Quality ECCE for All Through Education Diplomacy

*The original version of this article was published on the National Association for the Education of Young Children (NAEYC) blog on 9 November 2018. Access that post here.

Early childhood educators use education diplomacy to advocate on important early childhood care and education (ECCE) issues, build consensus, and negotiate agreements among diverse stakeholders, like parents, teachers, school leaders, and students. They can also use these education diplomacy practices, processes, and skills to advance ECCE at national and global levels.

For a long time, ECCE has been a neglected aspect of the global Education for All agenda, but support for ensuring access to quality ECCE globally began to grow in the early 2000s. By 2015, the concerted effort of a coalition of ECCE organizations got a dedicated ECCE target in the United Nations’ Sustainable Development Goal (SDG) for Education: “By 2030, ensure that all girls and boys have access to quality early childhood development, care and pre-primary education so that they are ready for primary education.” And in 2016, UNICEF and the World Bank announced a new global alliance on early childhood development.

However, a recent Theirworld report shows that less than 1% of all overseas development aid for children under age 5 is directed toward ECCE. While the campaign to get an SDG target for ECCE was successful, education diplomacy is needed to maintain this momentum and turn it into action that increases the funding, resources, access, and quality of ECCE globally.

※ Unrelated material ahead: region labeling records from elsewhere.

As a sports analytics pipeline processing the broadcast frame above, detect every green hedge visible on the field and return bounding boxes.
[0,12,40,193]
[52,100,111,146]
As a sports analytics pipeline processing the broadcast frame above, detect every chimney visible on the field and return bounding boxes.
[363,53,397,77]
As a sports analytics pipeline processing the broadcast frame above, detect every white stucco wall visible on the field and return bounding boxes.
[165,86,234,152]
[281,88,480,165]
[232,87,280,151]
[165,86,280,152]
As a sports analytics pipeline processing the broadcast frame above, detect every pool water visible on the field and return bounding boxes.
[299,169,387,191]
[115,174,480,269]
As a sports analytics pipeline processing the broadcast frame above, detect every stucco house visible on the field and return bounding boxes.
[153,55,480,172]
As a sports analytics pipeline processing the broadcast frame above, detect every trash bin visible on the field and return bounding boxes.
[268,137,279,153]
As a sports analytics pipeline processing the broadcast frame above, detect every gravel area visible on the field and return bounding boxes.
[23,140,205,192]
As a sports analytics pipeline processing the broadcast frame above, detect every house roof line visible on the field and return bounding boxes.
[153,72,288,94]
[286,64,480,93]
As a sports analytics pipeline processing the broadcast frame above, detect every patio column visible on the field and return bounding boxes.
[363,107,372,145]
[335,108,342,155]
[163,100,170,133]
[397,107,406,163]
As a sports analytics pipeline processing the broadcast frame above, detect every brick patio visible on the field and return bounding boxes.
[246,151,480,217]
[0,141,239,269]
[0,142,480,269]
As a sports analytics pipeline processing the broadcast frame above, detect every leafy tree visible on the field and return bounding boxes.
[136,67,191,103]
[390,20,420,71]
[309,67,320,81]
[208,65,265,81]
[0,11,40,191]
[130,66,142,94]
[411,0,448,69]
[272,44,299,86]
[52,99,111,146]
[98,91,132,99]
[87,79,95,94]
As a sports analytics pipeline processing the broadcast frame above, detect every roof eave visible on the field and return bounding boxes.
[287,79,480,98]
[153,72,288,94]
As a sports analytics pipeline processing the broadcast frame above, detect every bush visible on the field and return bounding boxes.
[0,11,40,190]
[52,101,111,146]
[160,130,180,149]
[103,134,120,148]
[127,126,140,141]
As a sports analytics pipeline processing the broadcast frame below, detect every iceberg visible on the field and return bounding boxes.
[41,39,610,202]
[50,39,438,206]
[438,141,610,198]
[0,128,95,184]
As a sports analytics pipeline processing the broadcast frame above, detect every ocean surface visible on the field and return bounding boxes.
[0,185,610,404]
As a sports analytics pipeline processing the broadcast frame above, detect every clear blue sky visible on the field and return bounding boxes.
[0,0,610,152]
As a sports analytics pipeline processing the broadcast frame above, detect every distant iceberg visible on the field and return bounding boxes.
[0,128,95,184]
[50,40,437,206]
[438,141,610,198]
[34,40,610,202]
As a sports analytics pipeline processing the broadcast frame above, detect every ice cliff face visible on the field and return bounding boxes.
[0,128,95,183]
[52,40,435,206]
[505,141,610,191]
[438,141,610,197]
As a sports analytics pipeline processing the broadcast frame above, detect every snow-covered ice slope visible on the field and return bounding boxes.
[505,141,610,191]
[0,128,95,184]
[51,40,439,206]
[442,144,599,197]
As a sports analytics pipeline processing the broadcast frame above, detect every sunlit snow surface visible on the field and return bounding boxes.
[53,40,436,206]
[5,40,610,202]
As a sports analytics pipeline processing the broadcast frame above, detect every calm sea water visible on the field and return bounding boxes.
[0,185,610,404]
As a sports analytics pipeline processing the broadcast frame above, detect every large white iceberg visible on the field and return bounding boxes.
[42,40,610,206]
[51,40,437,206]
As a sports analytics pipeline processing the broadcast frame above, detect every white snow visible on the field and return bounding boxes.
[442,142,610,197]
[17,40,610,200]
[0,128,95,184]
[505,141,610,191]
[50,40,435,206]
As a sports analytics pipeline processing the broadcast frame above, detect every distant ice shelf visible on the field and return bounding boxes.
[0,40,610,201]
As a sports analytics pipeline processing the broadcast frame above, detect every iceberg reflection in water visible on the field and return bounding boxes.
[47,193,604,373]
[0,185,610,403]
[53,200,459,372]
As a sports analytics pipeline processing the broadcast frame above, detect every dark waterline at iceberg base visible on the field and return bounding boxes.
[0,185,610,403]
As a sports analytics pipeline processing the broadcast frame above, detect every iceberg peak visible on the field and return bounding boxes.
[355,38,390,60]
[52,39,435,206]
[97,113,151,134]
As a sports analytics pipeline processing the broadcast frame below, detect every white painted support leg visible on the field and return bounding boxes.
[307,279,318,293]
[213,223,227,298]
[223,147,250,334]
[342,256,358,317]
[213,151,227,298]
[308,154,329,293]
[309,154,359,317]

“Education diplomacy” uses skills of diplomacy to build bridges that advance education by transforming education systems, policies, agendas, or education practice. It combines the skills of conventional diplomacy with the skills of education leadership and advocacy: reflection, active listening, intercultural communication, knowledge sharing, negotiation, networking, consensus building, collaborative leadership, innovation, systems, and futures thinking to help practitioners bridge divides in education, connect local needs to global goals, respond to education challenges, and build relationships and approaches that positively influence the direction of education. Education diplomacy takes the long view, building on short term advocacy while focusing on long term relationships.

From an education diplomacy perspective, quality ECCE involves understanding and building upon the local context and connecting local initiatives to national, regional, and international networks. It also includes influencing policy at all levels and supporting the use of domestic and international resources toward culturally relevant and inclusive ECCE programming that reaches marginalized communities and groups.

Meenakshi Dahal, a faculty member at Kathmandu University School of Education, has practiced education diplomacy in her ECCE work with many non-governmental organizations in Nepal while engaging local and national government authorities and international organizations to raise the prominence of ECCE in policymaking. She uses both her relationships with local organizations and her academic position to strengthen her diplomacy on ECCE issues. “People who did not listen to me when I was with an NGO slowly started to listen to my research-based facts,” she says on the EdDip blog. This engagement led to UNICEF inviting her to write a five-year ECCE strategy adopted by the government; it also resulted in the amendment of Nepal’s legislation to include ECCE in its education structure.

At the global level, the Global Partnership for Education (GPE) has begun an education diplomacy initiative called Better Early Learning and Development at Scale (BELDS) to help fill the knowledge gap that prevents bringing quality ECCE programs to scale. Education diplomacy practices such as international knowledgesharing, networking, and negotiation through BELDS will result in improved practice and increased funding for the scale-up of quality ECCE programs globally.

Teachers, administrators, school leaders, parent groups, NGOs, business, private philanthropists, government authorities, regional networks, and international organizations can all use education diplomacy to advance quality and inclusive ECCE locally and globally. Through education diplomacy, we can all work together to effectively ensure our youngest learners all have access to quality, culturally relevant ECCE.